Question-26
Consider a database that has the relation schema CR(StudentName, CourseName). An instance of the schema CR is as given below:
| Student Name | Course Name |
|---|---|
| SA | CA |
| SA | CB |
| SA | CC |
| SB | CB |
| SB | CC |
| SC | CA |
| SC | CB |
| SC | CC |
| SD | CA |
| SD | CB |
| SD | CC |
| SD | CD |
| SE | CD |
| SE | CA |
| SE | CB |
| SF | CA |
| SF | CB |
| SF | CC |
The following query is made on the database: \({ T1 \leftarrow \Pi_{\text{course Name}} (\sigma_{\text{Student Name} = 'SA'} (CR)) }\) \({ T2 \leftarrow CR \div T1 }\)
The number of rows in T2 is _____________.
\(4\)
The query \({ T1 \leftarrow \Pi_{\text{course Name}} (\sigma_{\text{Student Name} = 'SA'} (CR)) }\) selects all the course names where the Student Name is ‘SA’, resulting in T1 containing course names ‘CA’, ‘CB’, and ‘CC’.
The query \({ T2 \leftarrow CR \div T1 }\) performs division between CR and T1. The result T2 contains tuples from CR that have all the course names from T1.

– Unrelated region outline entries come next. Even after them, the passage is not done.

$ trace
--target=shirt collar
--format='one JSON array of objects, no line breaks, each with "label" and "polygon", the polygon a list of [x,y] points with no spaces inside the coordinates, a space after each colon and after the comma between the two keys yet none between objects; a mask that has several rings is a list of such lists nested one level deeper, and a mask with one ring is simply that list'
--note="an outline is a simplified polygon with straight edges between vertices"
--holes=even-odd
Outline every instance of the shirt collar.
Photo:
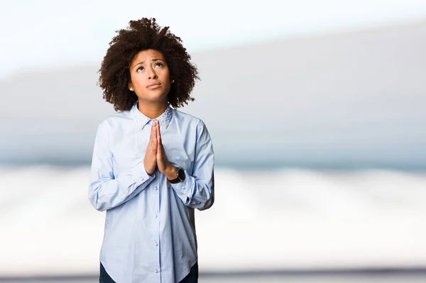
[{"label": "shirt collar", "polygon": [[170,121],[172,120],[172,109],[170,105],[167,106],[165,111],[161,114],[159,117],[151,119],[143,115],[142,112],[139,111],[138,109],[138,101],[135,102],[133,106],[131,107],[130,111],[130,113],[133,118],[133,120],[138,123],[141,126],[141,128],[143,128],[150,121],[157,121],[160,122],[160,126],[163,126],[165,129],[167,129],[170,124]]}]

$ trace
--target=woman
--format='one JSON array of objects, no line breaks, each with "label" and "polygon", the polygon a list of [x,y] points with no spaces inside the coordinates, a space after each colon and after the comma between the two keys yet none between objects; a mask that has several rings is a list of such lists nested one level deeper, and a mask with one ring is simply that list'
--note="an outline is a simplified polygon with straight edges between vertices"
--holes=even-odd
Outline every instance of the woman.
[{"label": "woman", "polygon": [[118,111],[99,126],[89,199],[106,211],[101,282],[197,282],[194,209],[214,201],[214,154],[204,123],[175,110],[197,70],[155,18],[131,21],[99,70]]}]

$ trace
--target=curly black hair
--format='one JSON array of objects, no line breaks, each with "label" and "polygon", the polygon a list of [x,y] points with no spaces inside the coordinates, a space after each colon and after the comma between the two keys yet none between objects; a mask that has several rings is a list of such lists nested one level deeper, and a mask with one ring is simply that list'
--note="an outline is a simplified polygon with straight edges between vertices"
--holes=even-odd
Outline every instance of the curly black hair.
[{"label": "curly black hair", "polygon": [[129,68],[133,57],[141,50],[155,50],[164,56],[168,65],[172,84],[168,94],[169,104],[174,108],[194,101],[190,93],[198,77],[197,67],[191,63],[191,56],[182,45],[180,38],[171,33],[169,27],[160,28],[155,18],[143,18],[130,21],[127,29],[116,30],[118,35],[109,43],[104,57],[98,85],[104,90],[103,98],[114,105],[115,111],[130,110],[138,100],[136,94],[128,89]]}]

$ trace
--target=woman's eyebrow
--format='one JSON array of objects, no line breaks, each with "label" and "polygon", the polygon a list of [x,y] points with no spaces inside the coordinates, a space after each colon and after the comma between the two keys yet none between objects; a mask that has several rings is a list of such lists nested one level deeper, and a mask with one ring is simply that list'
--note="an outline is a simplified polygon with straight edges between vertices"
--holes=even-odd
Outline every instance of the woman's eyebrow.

The output steps: 1. \({ CR \div \text{CA} }\): Gives students SA, SC, SD, SE, SF. 2. \({ CR \div \text{CB} }\): Gives students SA, SC, SD, SE, SF. 3. \({ CR \div \text{CC} }\): Gives students SA, SC, SD, SF.
Taking the intersection of these outputs gives the students SA, SC, SD, SF, which results in 4 rows in T2.